Why Onboarding Matters
A common misconception is that onboarding is just admin. Signing contracts, exchanging logins, and scheduling a kickoff call. Those things are part of it, sure. But genuine onboarding goes far deeper.
It’s the process through which an agency learns how a business operates. Not just what products or services it offers, but how decisions get made internally, what the brand sounds like when it’s at its best, where previous marketing efforts have failed, and what success might look like. Without that understanding, even a technically skilled agency is working with one hand tied behind its back.
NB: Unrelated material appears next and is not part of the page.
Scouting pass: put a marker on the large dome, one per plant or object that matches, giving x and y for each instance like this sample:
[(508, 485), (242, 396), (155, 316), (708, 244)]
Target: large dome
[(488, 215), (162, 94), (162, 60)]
From the client’s side, onboarding is also the first real test of how the agency functions. Are they organised? Do they ask thoughtful questions? Do they listen? The quality of an agency’s onboarding process reveals more about its capabilities than any pitch deck ever could.
The Discovery Phase
Strong onboarding begins with discovery, and discovery should feel more like a conversation than an interrogation. The best agencies approach this phase with genuine curiosity. They want to understand the competitive landscape, the customer journey, the internal politics that might affect campaign approvals, and the historical context behind past marketing decisions.
This is where specificity matters. Good agencies tailor their discovery around the client’s industry and business model. They’ll ask a SaaS company different questions than they’d ask an eCommerce brand, because the marketing challenges are fundamentally different.
One often overlooked element of discovery is understanding what hasn’t worked before. Clients carry baggage from previous agency relationships, failed campaigns, and internal initiatives that never gained traction. Surfacing those experiences early helps an agency avoid repeating mistakes and builds trust by showing they care about context, not just deliverables.
Setting Expectations
This is where many agency relationships quietly start to unravel. Expectations around timelines, communication, reporting, and results get discussed loosely in a kickoff meeting and then never revisited until someone is disappointed.
A well-structured onboarding process puts these conversations front and centre. How often will the agency report on progress? What does the approval workflow look like? Who on the client’s side has final sign-off, and how quickly can they turn things around? These aren’t glamorous questions, but they prevent the kind of low-grade frustration that erodes relationships over the course of months.
A reputable Digital Marketing Agency in London will formalise these expectations in a shared document during the first week. It doesn’t need to be elaborate. A simple one-page overview covering communication cadence, key contacts, deliverable timelines, and escalation processes gives both sides something concrete to refer back to when things inevitably get busy.
Access, Tools, and the Boring Stuff
There’s a practical side to onboarding that’s easy to underestimate. Agencies need access to analytics platforms, ad accounts, CMS systems, brand guidelines, previous campaign assets, and often CRM data. Getting all of that sorted in the first week prevents killing early momentum.
The best agencies send a detailed access checklist before the first meeting. They know from experience that chasing logins and permissions can chew through days if it’s not handled proactively. Some will even assign a dedicated onboarding contact whose sole job during that first fortnight is making sure everything runs smoothly.
On the client side, there’s a responsibility here too. Agencies can only move as fast as the information they’re given. If brand guidelines live in someone’s inbox from 2019 and nobody can find the Google Analytics login, that’s not an agency problem. Clients who prepare for onboarding with the same diligence they expect from their agency tend to get better results, faster.
What Separates Good Onboarding from Great Onboarding
It’s incredibly simple and can be summarised as such: Good onboarding is thorough and professional. Great onboarding makes the client feel like the agency genuinely cares about their business, not just their budget.